Change-Id: I119a87b8cc6c980bff980a0c62f42610dab5e531
diff --git a/runtime/arch/arm64/quick_entrypoints_arm64.S b/runtime/arch/arm64/quick_entrypoints_arm64.S
index 3f87a14..76e503c 100644
--- a/runtime/arch/arm64/quick_entrypoints_arm64.S
+++ b/runtime/arch/arm64/quick_entrypoints_arm64.S
@@ -2027,48 +2027,24 @@
ALLOC_OBJECT_TLAB_FAST_PATH_RESOLVED \slowPathLabel
.endm
+// TODO: delete ALLOC_OBJECT_TLAB_FAST_PATH_RESOLVED since it is the same as
+// ALLOC_OBJECT_TLAB_FAST_PATH_INITIALIZED.
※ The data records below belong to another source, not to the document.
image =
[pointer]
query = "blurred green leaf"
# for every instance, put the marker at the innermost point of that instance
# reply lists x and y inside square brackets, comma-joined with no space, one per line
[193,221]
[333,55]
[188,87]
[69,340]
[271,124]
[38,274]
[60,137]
.macro ALLOC_OBJECT_TLAB_FAST_PATH_RESOLVED slowPathLabel
- ldr w3, [x2, #MIRROR_CLASS_STATUS_OFFSET] // Check class status.
- cmp x3, #MIRROR_CLASS_STATUS_INITIALIZED
- bne \slowPathLabel
- // Add a fake dependence from the
- // following access flag and size
- // loads to the status load.
- // This is to prevent those loads
- // from being reordered above the
- // status load and reading wrong
- // values (an alternative is to use
- // a load-acquire for the status).
- eor x3, x3, x3
- add x2, x2, x3
ALLOC_OBJECT_TLAB_FAST_PATH_INITIALIZED \slowPathLabel
.endm
.macro ALLOC_OBJECT_TLAB_FAST_PATH_INITIALIZED slowPathLabel
- // Check access flags has
- // kAccClassIsFinalizable.
- ldr w3, [x2, #MIRROR_CLASS_ACCESS_FLAGS_OFFSET]
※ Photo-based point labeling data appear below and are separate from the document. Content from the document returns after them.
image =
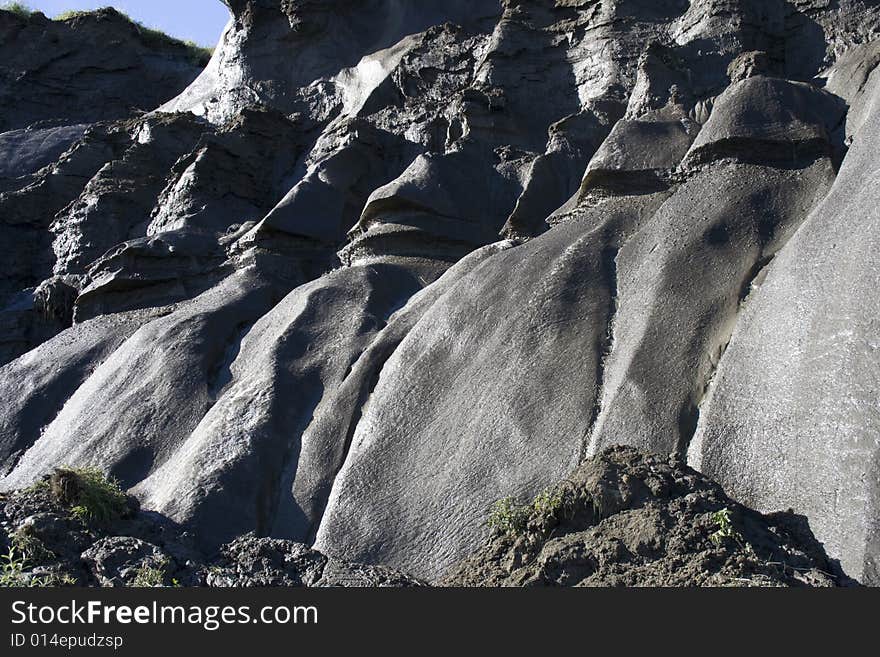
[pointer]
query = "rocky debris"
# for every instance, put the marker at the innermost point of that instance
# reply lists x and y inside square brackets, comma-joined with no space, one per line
[291,273]
[54,71]
[624,518]
[53,544]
- tbnz x3, #ACCESS_FLAGS_CLASS_IS_FINALIZABLE_BIT, \slowPathLabel
- // Load thread_local_pos (x4) and
- // thread_local_end (x5).
ldr x4, [xSELF, #THREAD_LOCAL_POS_OFFSET]
ldr x5, [xSELF, #THREAD_LOCAL_END_OFFSET]
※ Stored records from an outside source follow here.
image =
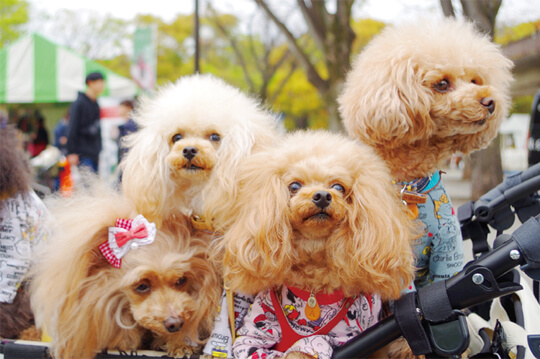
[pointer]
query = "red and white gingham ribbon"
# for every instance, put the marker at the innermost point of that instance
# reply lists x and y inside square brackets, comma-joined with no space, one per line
[128,234]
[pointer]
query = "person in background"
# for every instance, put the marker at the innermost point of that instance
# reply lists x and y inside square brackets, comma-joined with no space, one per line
[23,228]
[60,133]
[126,128]
[84,131]
[41,137]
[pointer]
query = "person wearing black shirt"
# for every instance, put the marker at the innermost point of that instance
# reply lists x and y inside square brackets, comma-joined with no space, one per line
[84,131]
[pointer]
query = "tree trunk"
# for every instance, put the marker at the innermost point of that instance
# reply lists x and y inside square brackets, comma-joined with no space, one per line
[486,169]
[330,99]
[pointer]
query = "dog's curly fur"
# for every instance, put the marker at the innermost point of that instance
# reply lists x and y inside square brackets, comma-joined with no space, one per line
[160,179]
[15,177]
[86,304]
[360,243]
[393,101]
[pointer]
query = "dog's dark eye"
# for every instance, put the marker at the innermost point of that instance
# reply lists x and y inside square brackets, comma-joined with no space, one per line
[442,86]
[180,282]
[295,187]
[142,288]
[338,187]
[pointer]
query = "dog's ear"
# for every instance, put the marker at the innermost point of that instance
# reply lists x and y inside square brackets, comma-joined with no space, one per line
[380,235]
[146,178]
[257,245]
[384,102]
[240,142]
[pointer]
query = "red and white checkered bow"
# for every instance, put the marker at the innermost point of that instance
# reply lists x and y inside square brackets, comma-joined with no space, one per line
[128,234]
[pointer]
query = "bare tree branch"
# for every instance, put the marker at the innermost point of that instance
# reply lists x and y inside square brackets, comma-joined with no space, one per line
[312,74]
[482,13]
[283,82]
[234,45]
[316,21]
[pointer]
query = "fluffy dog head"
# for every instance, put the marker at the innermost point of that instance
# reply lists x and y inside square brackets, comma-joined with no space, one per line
[193,135]
[420,92]
[318,212]
[166,288]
- sub x6, x5, x4 // Compute the remaining buf size.
- ldr w7, [x2, #MIRROR_CLASS_OBJECT_SIZE_OFFSET] // Load the object size (x7).
- cmp x7, x6 // Check if it fits. OK to do this
- // before rounding up the object size
- // assuming the buf size alignment.
+ ldr w7, [x2, #MIRROR_CLASS_OBJECT_SIZE_ALLOC_FAST_PATH_OFFSET] // Load the object size (x7).
+ add x6, x4, x7 // Add object size to tlab pos.
+ cmp x6, x5 // Check if it fits, overflow works
+ // since the tlab pos and end are 32
+ // bit values.
bhi \slowPathLabel
// "Point of no slow path". Won't go to the slow path from here on. OK to clobber x0 and x1.
- // Round up the object size by the
- // object alignment. (addr + 7) & ~7.
- add x7, x7, #OBJECT_ALIGNMENT_MASK
- and x7, x7, #OBJECT_ALIGNMENT_MASK_TOGGLED
- // Move old thread_local_pos to x0
- // for the return value.
mov x0, x4
- add x5, x0, x7
- str x5, [xSELF, #THREAD_LOCAL_POS_OFFSET] // Store new thread_local_pos.
+ str x6, [xSELF, #THREAD_LOCAL_POS_OFFSET] // Store new thread_local_pos.
ldr x5, [xSELF, #THREAD_LOCAL_OBJECTS_OFFSET] // Increment thread_local_objects.
add x5, x5, #1
str x5, [xSELF, #THREAD_LOCAL_OBJECTS_OFFSET]
@@ -2080,7 +2056,7 @@
// the fields of the class.
// Alternatively we could use "ishst"
// if we use load-acquire for the
- // class status load.)
+ // object size load.)
dmb ish
ret
.endm